Where Rosenstein’s second memo (the one justifying the firing memo) really gets interesting though is his discussion or rather lack of any discussion of President Trump. Indeed, Trump and his decision to fire Comey act together as a sort of Aristotelian unmoved mover in the whole drama – unseen, un-examinable, beyond questioning, a simple fact that exists prior to all substantive discussion and contingent action that come after it.

Rosenstein writes that he learned on May 8th that President Trump had decided to fire Comey. In other words, the matter was settled before he came into the picture. After the decision was a foregone conclusion he summarized his own “longstanding concerns” about Comey’s public statements.

In Rosenstein’s reconstruction of events, Trump decided to fire Comey.
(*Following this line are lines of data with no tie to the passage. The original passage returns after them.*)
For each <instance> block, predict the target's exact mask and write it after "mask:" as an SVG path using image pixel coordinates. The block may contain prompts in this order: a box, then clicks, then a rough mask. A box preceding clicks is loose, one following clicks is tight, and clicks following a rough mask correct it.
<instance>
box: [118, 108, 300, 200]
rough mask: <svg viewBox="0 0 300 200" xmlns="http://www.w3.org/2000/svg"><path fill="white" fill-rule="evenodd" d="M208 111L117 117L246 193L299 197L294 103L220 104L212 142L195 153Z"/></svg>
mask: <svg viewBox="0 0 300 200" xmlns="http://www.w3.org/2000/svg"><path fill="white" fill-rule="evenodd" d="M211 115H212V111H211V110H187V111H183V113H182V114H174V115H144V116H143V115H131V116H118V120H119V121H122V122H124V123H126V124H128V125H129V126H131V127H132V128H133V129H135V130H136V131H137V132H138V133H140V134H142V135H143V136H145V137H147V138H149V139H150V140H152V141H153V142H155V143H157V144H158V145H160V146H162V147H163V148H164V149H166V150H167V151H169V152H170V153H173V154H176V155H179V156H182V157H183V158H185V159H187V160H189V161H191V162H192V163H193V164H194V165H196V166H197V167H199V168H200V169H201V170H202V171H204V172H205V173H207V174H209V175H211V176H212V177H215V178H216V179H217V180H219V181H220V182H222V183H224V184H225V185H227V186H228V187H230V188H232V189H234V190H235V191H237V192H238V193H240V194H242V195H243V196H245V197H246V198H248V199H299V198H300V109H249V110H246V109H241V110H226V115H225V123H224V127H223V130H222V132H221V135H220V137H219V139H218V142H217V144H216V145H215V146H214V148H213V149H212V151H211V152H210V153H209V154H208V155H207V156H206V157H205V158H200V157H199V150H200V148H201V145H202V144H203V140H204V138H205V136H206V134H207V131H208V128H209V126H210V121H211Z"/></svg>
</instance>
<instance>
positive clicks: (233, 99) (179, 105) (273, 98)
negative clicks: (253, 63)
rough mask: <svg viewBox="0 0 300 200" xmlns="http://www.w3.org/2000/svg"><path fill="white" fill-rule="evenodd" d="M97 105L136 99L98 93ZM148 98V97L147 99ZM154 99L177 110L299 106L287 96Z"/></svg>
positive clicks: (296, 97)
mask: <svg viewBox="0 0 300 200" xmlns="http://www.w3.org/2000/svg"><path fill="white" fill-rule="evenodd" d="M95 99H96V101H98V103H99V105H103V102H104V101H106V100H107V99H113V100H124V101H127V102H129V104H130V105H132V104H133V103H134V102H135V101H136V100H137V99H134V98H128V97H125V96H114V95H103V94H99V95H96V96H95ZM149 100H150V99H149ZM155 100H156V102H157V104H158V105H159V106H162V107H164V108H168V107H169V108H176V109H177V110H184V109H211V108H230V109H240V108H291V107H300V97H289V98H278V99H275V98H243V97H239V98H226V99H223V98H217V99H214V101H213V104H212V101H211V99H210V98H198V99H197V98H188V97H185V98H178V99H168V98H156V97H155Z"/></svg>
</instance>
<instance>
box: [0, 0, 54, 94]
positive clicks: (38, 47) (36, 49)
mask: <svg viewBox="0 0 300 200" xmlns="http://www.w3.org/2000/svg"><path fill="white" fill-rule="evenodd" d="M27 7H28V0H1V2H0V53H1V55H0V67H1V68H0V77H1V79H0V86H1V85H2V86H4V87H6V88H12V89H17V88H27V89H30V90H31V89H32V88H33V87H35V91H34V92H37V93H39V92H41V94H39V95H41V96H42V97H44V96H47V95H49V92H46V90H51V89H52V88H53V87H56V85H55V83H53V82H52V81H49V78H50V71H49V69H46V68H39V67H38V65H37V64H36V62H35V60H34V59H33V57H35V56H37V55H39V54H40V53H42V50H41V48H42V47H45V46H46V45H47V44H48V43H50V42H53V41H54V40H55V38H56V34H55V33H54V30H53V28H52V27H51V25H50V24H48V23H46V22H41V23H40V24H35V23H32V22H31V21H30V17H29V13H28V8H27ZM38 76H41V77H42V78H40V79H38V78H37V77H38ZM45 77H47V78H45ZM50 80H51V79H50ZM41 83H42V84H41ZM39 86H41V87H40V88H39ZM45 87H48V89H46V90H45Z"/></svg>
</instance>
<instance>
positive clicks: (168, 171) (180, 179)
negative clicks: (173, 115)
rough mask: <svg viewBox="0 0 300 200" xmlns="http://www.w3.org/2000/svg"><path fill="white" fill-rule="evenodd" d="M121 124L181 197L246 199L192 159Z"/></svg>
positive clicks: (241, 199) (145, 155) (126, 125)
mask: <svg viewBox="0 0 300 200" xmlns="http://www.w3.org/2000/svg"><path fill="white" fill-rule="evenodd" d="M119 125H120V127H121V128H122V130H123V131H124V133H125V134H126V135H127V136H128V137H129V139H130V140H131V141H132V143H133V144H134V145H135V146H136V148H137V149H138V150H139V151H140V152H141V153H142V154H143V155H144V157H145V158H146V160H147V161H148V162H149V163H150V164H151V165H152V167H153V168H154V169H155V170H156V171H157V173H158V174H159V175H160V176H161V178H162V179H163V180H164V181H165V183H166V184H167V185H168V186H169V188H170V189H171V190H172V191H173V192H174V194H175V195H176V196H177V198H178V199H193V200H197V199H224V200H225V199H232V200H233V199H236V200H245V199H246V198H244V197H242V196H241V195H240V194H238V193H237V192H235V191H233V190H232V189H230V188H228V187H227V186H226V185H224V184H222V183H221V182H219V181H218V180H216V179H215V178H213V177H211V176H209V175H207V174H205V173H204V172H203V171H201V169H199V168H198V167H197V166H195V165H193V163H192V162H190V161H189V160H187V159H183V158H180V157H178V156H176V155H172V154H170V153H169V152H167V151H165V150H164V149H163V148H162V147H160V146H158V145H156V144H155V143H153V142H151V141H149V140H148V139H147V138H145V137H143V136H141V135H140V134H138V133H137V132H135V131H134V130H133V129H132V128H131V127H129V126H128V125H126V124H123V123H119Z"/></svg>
Rosenstein in parallel but with no possible effect on the outcome – since the decision had been made – wrote out his own “longstanding concerns” about Comey’s actions and his belief that “it was appropriate to seek a new leader” at the FBI.

What remains undiscussed through all of this is that Rosenstein knew that whatever Comey’s errors, Comey was in fact being fired to stymie the investigation into Trump’s and Trump’s associates ties to Russia, and that Rosenstein chose to make himself a party to that bad act. Indeed, in his subsequent closed door meetings with members of Congress, he apparently refused to discuss whether he’d been pressured to write the memo or anything else about his decision-making or role in furthering Trump’s decision. No decision can be evaluated in any way, whether it be factually, ethically, morally, without its context. Rosenstein insists on discussing his role and the use to which his actions were put only once the context has been entirely removed from the discussion.

It is as I wrote a minor bureaucratic masterpiece and a tour de force of evasion.